Эка невидаль, скажет кто-то.

Виталий Штемпель — лирик в самом честном, самом классическом — блоковском — смысле. Хотя на Блока он совсем не похож, у него иной темперамент. Никаких «я хочу безумно жить» и далее по тексту. Рефлексия и самоконтроль — вот внутренние качества лирического героя Штемпеля.

Смурён пейзаж сквозь линзу ноября.

Его ль в себя, себя ль в него вживляя,

О сущее, желать тебе добра

Не глупо ли? Но я тебе желаю.

Мир объективен и самодостаточен. Во всяком случае, я ни на что не могу в нём влиять. Могу лишь наблюдать и сочувствовать, ощущая при этом собственную мизерность: «Я тень, от которой тень».

И я лечу. Не достигая дна,

И то один, а то — со всеми скопом.

И если я — лишь видимость одна,

Я стеклышко в калейдоскопе дня,

Или глазок в нутро калейдоскопа?

Здесь сразу опознаётся прецедентный текст — «Некрасивая девочка» Николая Заболоцкого с её известнейшим финалом:

А если это так, то что есть красота

И почему её обожествляют люди?

Сосуд она, в котором пустота,

Или огонь, мерцающий в сосуде?

Знать бы, понимал ли Штемпель, что входит в спарринг с другим поэтом. Если да, то я в его стихотворении и девочка Заболоцкого осознанно симметричны, и вся лирическая ситуация осознанно переворачивается от маргинальной — к божественно прекрасной.

Впрочем, то же получается при любом раскладе. За исключением того, что осознание остаётся читателю. «Имеется в виду наличие особого зрения, позволяющего найти ту единственную перспективу, которая и делает изображаемую картину единственной в своём роде», — это Штемпель сказал по другому поводу, но получилось универсально.

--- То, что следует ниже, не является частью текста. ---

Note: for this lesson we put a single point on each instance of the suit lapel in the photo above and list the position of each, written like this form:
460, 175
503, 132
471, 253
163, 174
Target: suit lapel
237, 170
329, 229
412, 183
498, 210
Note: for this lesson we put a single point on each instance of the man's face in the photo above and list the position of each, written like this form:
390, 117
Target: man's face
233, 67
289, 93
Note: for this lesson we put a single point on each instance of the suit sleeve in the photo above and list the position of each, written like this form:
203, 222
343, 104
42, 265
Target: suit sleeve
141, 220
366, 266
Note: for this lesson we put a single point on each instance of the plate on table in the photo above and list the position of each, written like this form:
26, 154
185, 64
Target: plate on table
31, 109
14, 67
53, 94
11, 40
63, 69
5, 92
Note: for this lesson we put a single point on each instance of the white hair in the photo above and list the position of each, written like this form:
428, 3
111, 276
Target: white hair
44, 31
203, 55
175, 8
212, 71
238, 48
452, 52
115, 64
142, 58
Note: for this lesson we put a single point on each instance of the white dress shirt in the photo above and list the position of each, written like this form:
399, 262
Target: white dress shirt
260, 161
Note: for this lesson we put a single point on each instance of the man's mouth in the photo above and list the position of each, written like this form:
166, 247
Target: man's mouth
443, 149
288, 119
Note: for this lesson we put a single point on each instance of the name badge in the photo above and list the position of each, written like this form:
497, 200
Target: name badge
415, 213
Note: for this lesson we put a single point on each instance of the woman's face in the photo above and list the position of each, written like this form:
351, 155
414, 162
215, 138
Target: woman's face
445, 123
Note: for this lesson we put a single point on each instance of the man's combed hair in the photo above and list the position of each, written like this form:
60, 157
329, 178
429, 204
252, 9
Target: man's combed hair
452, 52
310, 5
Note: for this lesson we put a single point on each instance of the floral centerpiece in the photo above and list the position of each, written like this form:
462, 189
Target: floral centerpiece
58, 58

Поэзия Штемпеля укоренена в русской традиции на уровне образов, мотивов, фонетики и чего только ещё не. Достаточно привести лишь один пример, чтобы вспомнились древесные образы и Есенина, и опять-таки Заболоцкого с его натурфилософией, и вереница следующих за ними:

Деревья в парке привыкли к нам.

Смотрят как мы разгуливаем,

думают мы ищем

место,

чтобы пустить корни.

И стать наконец деревьями.

До глубины души ощутить свою ничтожность и протянуть нити сочувствия ко всему земному — позиция, исполненная достоинства не менее державинской. У того было «Я царь — я раб — я червь — я бог!», а у Штемпеля только «Я узник, я червь, я раб». Всё, что могу, — это испытывать чувства. Их-то Штемпель и до-водит, до-живает, до-чувствует до конца, до возможного предела. В жизни что угодно переживается в объёме всего остального. В стихотворении — только что-то одно, но зато, выраженное до предела высказывания, оно само создаёт объём. В него-то и умещается весь мир.

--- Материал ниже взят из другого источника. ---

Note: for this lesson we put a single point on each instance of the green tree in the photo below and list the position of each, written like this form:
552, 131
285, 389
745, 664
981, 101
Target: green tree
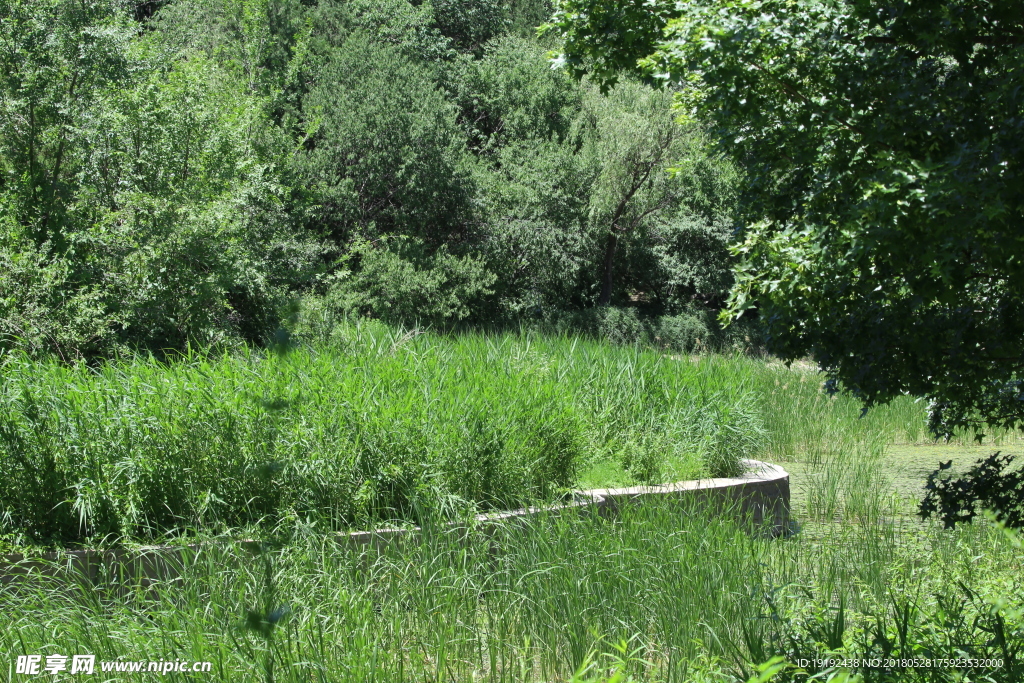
382, 151
883, 203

…Не самый популярный фрагмент из Соломоновых притч: «…с обдуманностью веди войну твою, и успех [будет] при множестве совещаний» (24:6) — неожиданно помогает понять, что же такое искусство, поэзия, лирический герой, вот это вот всё, что сегодня с таким рвением оспаривается, мол, нет здесь ничего такого, недоступного любому желающему…

Свою войну ведёт каждый, с кем и с чем — дело индивидуальное. Но в жизни довести её до конца не выходит почти никогда и ни у кого. Можно очень сильно жаждать успеха и добиваться его, но всё равно нужно погулять с собакой, вымыть посуду, улыбнуться ребёнку — ну или хотя бы надеть штаны. В искусстве те же, казалось бы, желания, помышления, чувства очищены от физики, от бытовизма. И поэтому настоящая обдуманность получается только в искусстве. Лирический герой — фигура обдуманности, осознанности. Такова его природа: его слёзы текут из слёз и из головы автора.

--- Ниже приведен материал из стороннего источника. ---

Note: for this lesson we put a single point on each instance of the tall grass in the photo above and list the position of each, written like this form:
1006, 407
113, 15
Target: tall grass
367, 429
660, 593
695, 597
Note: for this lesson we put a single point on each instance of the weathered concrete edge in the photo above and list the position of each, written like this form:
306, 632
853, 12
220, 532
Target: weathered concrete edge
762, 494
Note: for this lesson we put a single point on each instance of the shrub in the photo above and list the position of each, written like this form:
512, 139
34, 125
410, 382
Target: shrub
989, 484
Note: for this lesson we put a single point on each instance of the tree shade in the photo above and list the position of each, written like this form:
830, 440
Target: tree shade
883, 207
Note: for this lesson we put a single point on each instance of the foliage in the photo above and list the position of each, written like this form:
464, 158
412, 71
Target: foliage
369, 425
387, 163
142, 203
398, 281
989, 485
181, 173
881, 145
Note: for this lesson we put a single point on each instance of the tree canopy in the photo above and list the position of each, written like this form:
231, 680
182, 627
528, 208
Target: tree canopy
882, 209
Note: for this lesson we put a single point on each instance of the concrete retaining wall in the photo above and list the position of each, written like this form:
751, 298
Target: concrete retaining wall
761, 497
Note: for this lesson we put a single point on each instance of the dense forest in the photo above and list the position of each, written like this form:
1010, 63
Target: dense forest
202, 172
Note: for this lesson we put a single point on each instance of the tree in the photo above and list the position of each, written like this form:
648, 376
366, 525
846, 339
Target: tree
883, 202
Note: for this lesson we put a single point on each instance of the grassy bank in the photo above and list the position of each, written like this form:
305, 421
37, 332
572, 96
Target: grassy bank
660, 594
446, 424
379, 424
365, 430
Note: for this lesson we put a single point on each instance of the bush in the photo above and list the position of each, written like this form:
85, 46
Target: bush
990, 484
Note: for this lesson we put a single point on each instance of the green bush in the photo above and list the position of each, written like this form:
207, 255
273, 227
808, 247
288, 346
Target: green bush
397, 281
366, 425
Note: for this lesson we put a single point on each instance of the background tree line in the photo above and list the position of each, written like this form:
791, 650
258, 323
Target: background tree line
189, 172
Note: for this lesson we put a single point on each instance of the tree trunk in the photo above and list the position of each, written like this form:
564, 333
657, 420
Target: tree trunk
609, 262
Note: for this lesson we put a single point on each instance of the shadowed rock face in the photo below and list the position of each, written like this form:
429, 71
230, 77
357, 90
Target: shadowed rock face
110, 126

Возьмём простой пример из жизни и поэзии Виталия Штемпеля. Он пишет: «Лет до 12-ти не знал, что существуют старики-немцы. Для меня их не было в природе. Оба деда были расстреляны в 38-м — как враги народа. Один был бухгалтером, другой — профессиональным музыкантом. С этим вырос». Это человеческий рассказ о предках и о себе.

А вот стихи.

Вам моё не дослышится данке.

Но поклон — из моей вам дали.

Перепаханы ваши останки

И травою хмельной проросли. <…>

 

О, как жить в этом мире мне стыло —

Будто чёрный за мною проём!

Разве ненависть вас посетила,

Разве злоба коснулась крылом?

Не за то ли, обласканы Богом,

Вы теперь вдалеке от невзгод,

Музыкант мой любимый Иоганн,

Мой родимый бухгалтер Райнгольд?

И другой случай:

…Их убивали ночью.

В ночное время хищники

наиболее активны.

Вызывали из подвального помещения

по одному.

Дюжий охранник бил по затылку тяжёлым предметом,

другой – достреливал оглушённого из пистолета.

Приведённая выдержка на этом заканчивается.